Thursday, June 08, 2006

Hey Tourist - stay in my Arrondissement!

Paris politics must be fascinating. We were staying on this trip in the Xth Arrondissement (district?), across from the Mairie (District Town Hall?), which was a pretty major building (post to come documenting this). In fact we shared a courtyard with the offices of Tony Dreyfus, the Socialist mayor of the 10th Arrondissement.
Meanwhile there is a separate Paris Mayor with his own City Hall (even more major as a building).
But I want to talk about being a tourist. We rely on the maps in our hands as we wander about (we two averaged over ten miles a day of walking on the days we were exploring), but we also found the various maps posted around town, usually near Metro stations, very helpful. Most major tourist cities have such facilities (even Toronto).
Here is a good example of a useful map. You likely have to click on it to see the details, in particular the little 'You are Here' (the red target) symbol more or less in the middle, which allows you to plan your next moves in any direction (because it is in the middle).

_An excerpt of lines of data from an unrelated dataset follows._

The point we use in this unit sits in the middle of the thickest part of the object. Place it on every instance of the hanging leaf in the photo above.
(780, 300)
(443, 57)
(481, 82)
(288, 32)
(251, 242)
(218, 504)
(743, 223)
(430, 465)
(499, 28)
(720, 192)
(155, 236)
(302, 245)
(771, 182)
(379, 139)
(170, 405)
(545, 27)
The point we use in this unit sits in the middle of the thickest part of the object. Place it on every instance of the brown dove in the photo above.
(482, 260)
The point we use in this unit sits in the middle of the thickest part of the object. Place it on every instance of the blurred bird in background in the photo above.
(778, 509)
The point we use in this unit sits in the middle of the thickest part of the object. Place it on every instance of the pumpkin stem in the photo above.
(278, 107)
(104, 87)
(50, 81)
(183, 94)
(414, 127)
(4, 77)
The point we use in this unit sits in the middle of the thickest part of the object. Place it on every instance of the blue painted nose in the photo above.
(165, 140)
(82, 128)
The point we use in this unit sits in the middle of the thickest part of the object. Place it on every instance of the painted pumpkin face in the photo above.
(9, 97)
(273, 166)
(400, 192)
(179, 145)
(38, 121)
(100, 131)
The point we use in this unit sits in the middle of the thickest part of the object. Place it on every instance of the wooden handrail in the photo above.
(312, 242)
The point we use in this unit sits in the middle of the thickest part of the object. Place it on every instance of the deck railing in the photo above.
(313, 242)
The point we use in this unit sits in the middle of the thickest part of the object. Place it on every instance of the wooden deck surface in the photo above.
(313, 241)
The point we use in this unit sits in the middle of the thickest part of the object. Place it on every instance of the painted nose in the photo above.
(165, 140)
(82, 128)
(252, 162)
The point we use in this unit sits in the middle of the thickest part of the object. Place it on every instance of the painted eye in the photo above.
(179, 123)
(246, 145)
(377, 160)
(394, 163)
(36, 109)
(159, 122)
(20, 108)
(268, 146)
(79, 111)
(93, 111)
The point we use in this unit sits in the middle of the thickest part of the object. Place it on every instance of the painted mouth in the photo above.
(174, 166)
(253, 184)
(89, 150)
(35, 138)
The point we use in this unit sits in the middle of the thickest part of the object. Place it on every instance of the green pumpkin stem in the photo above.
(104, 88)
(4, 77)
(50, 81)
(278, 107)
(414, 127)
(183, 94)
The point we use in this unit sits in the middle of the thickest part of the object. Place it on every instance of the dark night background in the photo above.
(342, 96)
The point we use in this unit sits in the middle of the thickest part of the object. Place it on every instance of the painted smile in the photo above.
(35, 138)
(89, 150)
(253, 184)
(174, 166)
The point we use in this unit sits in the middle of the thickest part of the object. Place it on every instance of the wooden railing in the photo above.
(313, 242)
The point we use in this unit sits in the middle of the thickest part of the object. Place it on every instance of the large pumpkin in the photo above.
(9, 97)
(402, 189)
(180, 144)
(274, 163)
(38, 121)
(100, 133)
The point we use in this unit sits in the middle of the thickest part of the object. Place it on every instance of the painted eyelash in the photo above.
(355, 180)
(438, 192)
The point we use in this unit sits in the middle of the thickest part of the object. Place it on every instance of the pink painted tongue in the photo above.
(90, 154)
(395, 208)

I suspect these maps are provided by the overall city administration. Note that various locations are also identified by the number of the Arrondissement in which they sit.
Occasionally there are maps provided, it seems, by the Arrondissements. They have much the same features as the 'good' maps but you often find yourself in this predicament (click to enlarge and find the little target symbol, and imagine you want to walk north (the map is oriented in the normal way):

The message as I read it is, "Hey buddy, you are leaving my Arrondissement, so you are on your own! Good luck".
At points where we wanted information we ran into this a few times; as in the picture above, trying to find the fastest route back to the Xth Arrondissement Mairie, and earlier, in Place Pigalle, trying to find a good route up into Montmartre. What it always did was make me determined not to spend any money anywhere near that sign.
Now it may not be that the sign has the parochial meaning I take from it; it may just be another one of these cases where the French love of what they think of as logic causes them to miss some obvious points of human behaviour (more on this later).